= Canada Employment Insurance Financing Board =

Crown corporation of the Government of Canada

The Canada Employment Insurance Financing Board (CEIFB) was a Crown corporation of the Government of Canada, created in 2008, that began its operations in 2010 and was dissolved in 2013. As a parent Crown corporation, under Part X of the Financial Administration Act, CEIFB reported to Parliament through the Minister of Human Resources and Skills Development.

==Mandate==

Canada's employment insurance program supports Canadian employees during periods of unemployment. The program is funded through the contributions of Canadian employers and employees. The task of CEIFB was to set EI premiums in a transparent way and to temporarily hold and manage any surplus EI premiums that accrued from January 1, 2009 onwards. In practice, the CEIFB's mandate never allowed it to exercise any authority, and it became a rubber stamp for the government in the setting of EI premium rates. The organization was dissolved in 2013, after having spent close to $5 million over 3 years.

==Corporate Objectives==

1.	Develop appropriate corporate structures and policies:

The CEIFB will strengthen its corporate governance by finalizing and implementing its Code of Ethics and Conduct and developing detailed conflict of interest procedures.

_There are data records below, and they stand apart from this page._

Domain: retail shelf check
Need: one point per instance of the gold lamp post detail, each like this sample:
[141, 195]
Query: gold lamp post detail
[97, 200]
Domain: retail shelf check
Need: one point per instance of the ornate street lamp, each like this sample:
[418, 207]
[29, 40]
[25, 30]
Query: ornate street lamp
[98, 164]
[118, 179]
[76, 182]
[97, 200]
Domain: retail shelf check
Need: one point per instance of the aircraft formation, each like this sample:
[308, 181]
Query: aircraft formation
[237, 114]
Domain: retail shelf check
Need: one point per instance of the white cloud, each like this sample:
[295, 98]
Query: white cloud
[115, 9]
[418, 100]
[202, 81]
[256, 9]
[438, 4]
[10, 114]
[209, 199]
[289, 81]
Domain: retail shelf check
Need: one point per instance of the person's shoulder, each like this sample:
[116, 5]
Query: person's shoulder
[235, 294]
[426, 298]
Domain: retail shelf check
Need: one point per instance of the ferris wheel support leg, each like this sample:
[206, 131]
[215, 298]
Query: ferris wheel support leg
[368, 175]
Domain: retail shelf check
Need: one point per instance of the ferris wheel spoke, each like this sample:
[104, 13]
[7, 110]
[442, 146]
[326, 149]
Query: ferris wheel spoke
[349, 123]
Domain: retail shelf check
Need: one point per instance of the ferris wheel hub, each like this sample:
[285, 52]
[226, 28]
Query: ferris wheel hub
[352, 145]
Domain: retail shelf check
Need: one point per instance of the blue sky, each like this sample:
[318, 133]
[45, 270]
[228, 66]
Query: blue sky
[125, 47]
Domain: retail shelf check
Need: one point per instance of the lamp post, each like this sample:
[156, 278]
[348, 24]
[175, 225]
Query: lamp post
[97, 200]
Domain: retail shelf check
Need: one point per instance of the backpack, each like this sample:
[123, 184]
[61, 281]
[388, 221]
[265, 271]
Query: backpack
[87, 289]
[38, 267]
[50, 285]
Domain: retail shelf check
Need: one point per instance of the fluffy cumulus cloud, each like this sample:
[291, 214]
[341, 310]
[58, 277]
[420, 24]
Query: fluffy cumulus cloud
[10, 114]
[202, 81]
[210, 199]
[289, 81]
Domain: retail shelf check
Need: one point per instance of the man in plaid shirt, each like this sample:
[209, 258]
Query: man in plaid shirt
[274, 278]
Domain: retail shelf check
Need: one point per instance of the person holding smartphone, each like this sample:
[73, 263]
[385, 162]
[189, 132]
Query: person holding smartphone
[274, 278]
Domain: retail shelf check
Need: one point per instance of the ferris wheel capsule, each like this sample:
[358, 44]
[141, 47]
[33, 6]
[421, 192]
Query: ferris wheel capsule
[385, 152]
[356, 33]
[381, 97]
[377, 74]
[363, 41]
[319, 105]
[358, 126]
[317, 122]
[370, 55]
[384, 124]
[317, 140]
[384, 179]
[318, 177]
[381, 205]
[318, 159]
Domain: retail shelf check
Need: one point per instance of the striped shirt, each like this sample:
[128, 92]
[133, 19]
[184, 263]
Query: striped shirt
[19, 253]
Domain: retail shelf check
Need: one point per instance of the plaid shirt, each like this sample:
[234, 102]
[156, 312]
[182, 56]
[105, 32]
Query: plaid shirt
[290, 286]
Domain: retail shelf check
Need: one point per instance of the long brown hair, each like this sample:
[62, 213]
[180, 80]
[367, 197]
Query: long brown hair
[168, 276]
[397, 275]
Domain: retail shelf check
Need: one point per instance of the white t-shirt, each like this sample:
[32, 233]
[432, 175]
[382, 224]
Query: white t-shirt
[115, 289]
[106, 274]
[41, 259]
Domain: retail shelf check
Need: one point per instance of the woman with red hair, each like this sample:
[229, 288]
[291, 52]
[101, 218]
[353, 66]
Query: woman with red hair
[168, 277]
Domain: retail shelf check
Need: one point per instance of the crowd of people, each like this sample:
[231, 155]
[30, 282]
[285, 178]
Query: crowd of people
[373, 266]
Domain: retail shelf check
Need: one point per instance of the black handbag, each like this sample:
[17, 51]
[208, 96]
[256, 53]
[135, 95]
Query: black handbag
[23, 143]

2.	Establish the necessary human resources:

The CEIFB will appoint a Chief Actuary, recruit additional staff and develop an HR management framework.

3.	Fulfill legislated mandate:

The CEIFB will set the EI premium rate for 2011, establish an independent review of the Chief Actuary's methodology, develop a risk-management framework, and begin to put in place investment policies, systems and procedures to enable the investment of funds (once they are received).

4.	Develop a robust reporting system:

The CEIFB will ensure that all of its statutory reporting requirements are met, and develop Corporate Plans against which future performance can be measured and reported.

== Criticism ==
The constraints under which the CEIFB was created prevented it from exercising any meaningful role. The Mowat Centre noted that: "In 2008, the federal government created the CEIFB, an ostensibly autonomous, independent board mandated to set premiums. It was tasked with balancing revenues and expenditures over time, with any surpluses to be used to lower
future premiums. However, the board has no mandate to ensure premiums remain stable over the business cycle. Also, the board's first attempt to set the premium rate in 2011 was overridden by the federal government (Department of Finance Canada, 2010)." Another commentator stated that: "Given that the government retained ultimate control over the setting of rates, and has done so since 2008, there never was any need for the CEIFB to exist."

On January 18, 2012, the CBC aired the following story during its flagship news broadcast The National: "EI financing agency spends millions doing nothing".